What are the risk factors?

The risk factors that contribute most to aneurysm rupture are smoking and hypertension. But there are other factors that are hereditary and familial: trauma, infectious tumors and drug use.

What are its symptoms and how is it diagnosed?

The alarm signs and symptoms must be differentiated between ruptured and non-ruptured patients. In the unruptured ones, they may present dilated pupils, headaches, eye pain, drooping eyelid, etcetera. And in those that bleed, which unfortunately have a mortality rate of more than 50%, it is a stroke that can lead in most cases to a loss of consciousness or coma, or an insufferable pain similar to meningitis. The diagnosis is mainly made clinically, but from the imaging point of view it can be seen by brain scan, MRI and angioresonance. And, to definitively see the form of treatment, is the superselective cerebral angiography.

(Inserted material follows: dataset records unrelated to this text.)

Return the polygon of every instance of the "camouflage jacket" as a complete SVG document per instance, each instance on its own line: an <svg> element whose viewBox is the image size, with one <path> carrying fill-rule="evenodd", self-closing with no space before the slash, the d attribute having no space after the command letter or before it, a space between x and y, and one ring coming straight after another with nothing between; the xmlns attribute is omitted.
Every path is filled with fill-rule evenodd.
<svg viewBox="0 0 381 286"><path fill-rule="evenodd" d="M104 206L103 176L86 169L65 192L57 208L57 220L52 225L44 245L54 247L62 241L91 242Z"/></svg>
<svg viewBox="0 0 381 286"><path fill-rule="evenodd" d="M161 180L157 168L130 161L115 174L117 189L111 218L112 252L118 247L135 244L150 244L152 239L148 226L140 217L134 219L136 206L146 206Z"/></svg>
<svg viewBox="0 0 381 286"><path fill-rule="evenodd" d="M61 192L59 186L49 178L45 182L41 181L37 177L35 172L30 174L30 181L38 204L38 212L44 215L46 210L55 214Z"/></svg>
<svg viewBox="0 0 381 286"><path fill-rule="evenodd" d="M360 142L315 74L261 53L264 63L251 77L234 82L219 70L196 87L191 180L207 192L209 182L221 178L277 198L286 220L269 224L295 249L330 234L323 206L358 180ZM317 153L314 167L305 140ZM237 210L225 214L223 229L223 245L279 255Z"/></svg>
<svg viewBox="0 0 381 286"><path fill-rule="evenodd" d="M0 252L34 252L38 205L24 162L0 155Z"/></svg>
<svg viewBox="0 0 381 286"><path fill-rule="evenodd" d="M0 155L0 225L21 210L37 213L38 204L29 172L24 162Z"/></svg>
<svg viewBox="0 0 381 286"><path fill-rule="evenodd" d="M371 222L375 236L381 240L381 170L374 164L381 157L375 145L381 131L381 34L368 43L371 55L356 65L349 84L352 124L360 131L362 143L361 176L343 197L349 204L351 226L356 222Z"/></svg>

What treatments are there?

From the point of view of treatment, which at present and in our department is endovascular in more than 95% of cases, there are four modalities. The simple modality, which would be the ideal, using only platinum coils to fill the aneurysmal sac. Another possibility is to place a stent and through it introduce coils in case of wide neck to prevent them from protruding into the normal artery. A very effective technique is the remodeling technique, i.e., we place a catheter in the aneurysm and a balloon blocking the entrance of the aneurysm to fill the aneurysm sac. The fourth technique that we have been using for some years is to place a flow shunt, ie, a stent that allows the passage of blood to the normal artery blocking the entry into the aneurysm occluding it completely.